Nearly everyone involved in building the marketplaces expect that, like
any new venture, they will not work perfectly on day one.

* * *

Hitting the Oct. 1 deadline has involved trade-offs. Kofman decided a
few weeks ago that her team didn’t have bandwidth to get a
Spanish-language marketplace site up and running by then and that it
will wait until later this year. Spanish speakers will still have access
to bilingual call center agents and Health Link Assisters.

* * *

Out in Oregon, officials have decided to use Oct. 1 as a “soft launch,”
allowing only brokers and community agents to use the Web site. The
general public will gain access a few weeks later.

* * *

“When Google launched Gmail, you had to be invited, and that was their
Beta launch,” Fauver says. “That was the way that they identified bugs.
Our benefit is that our initial users will be community partners who
will be already trained on these systems.”

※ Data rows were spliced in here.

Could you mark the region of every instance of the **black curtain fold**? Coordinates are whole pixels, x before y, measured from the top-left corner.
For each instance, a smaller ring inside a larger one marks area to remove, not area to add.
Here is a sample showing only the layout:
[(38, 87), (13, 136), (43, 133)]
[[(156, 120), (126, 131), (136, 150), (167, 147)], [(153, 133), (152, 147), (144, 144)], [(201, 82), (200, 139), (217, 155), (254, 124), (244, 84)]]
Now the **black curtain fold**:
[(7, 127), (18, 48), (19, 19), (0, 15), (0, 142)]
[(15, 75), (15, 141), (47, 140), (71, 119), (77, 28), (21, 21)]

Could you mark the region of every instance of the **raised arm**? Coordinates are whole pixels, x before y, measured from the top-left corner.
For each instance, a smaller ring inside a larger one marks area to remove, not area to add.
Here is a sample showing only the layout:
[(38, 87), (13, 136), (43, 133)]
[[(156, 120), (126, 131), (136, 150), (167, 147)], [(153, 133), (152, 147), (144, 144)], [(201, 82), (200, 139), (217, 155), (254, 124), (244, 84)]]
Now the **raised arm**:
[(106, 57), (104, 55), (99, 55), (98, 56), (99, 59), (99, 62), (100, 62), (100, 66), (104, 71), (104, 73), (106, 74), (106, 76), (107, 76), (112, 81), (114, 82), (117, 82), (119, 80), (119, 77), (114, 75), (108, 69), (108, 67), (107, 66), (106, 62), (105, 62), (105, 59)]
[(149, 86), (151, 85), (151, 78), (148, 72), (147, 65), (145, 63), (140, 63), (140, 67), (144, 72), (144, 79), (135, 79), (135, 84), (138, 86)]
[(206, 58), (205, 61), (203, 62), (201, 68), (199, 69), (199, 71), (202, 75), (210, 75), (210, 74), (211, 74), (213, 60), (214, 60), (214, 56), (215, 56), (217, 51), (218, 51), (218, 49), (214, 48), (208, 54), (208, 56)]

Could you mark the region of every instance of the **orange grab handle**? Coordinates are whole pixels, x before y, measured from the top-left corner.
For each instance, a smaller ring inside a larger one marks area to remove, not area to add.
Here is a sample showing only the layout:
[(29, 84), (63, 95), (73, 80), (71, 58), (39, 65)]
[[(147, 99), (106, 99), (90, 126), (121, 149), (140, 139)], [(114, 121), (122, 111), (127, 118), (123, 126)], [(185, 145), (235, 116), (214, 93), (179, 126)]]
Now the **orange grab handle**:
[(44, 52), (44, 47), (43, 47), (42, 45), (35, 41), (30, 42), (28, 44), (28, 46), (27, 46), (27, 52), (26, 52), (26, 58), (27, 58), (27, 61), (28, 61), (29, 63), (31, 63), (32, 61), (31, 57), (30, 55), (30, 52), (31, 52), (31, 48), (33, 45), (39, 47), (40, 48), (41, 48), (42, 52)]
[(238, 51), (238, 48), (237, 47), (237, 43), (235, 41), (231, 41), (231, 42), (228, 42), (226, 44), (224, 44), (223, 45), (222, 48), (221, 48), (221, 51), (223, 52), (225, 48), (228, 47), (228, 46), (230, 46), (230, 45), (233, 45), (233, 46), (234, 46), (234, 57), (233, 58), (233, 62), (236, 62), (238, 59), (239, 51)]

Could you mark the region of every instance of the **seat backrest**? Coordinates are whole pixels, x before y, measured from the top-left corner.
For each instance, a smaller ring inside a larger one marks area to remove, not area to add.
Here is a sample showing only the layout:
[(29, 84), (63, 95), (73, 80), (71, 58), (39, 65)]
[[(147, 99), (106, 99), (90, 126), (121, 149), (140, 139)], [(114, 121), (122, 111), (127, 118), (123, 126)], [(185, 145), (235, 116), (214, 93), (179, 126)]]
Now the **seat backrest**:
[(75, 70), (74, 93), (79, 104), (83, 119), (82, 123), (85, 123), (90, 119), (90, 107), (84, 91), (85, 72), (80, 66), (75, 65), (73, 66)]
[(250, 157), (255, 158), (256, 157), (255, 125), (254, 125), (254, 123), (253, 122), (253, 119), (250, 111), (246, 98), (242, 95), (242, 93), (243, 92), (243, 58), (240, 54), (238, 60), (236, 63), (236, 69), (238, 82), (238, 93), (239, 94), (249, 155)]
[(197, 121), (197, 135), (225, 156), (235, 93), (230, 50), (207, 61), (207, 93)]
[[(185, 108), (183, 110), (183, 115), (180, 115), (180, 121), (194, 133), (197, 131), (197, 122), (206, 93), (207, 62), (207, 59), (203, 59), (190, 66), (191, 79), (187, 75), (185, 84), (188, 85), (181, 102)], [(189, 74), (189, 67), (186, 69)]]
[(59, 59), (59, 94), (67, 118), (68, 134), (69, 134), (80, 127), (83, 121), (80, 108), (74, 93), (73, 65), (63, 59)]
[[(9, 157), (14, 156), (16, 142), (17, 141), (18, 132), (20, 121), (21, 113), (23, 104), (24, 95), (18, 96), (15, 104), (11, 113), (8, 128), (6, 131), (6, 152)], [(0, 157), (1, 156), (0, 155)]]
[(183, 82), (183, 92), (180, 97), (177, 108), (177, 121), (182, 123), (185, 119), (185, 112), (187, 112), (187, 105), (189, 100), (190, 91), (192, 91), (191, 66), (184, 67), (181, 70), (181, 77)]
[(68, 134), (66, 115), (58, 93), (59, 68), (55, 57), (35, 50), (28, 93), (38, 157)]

There will be glitches in the system that have to be worked out. But anyone who has ever used a Microsoft product on their computer fully expects this; it is the way of computing.

Over the years I have come to believe that the Arizona Daily Star is not even trying anymore. They are just phoning it in. If the Star is not going to make a serious effort to inform its readers, then it should close up shop and go out of business. Thanks for destroying a once great local newspaper.

One response to “(Update) Please, just stop the ridiculous point/counterpoint opinions in the Star

  1. The absolute worst was Monday, Aug. 12. They ran dueling editorials on the question: Is Common Core Likely to Succeed ? The Yes position was argued by two Big Business hacks, one from the U.S. Chamber of Commerce and one from the Business Roundtable. The No position was argued by a Big Business hack from the AEI. Two different flavors of Big Biz propaganda, no educators, good job Star.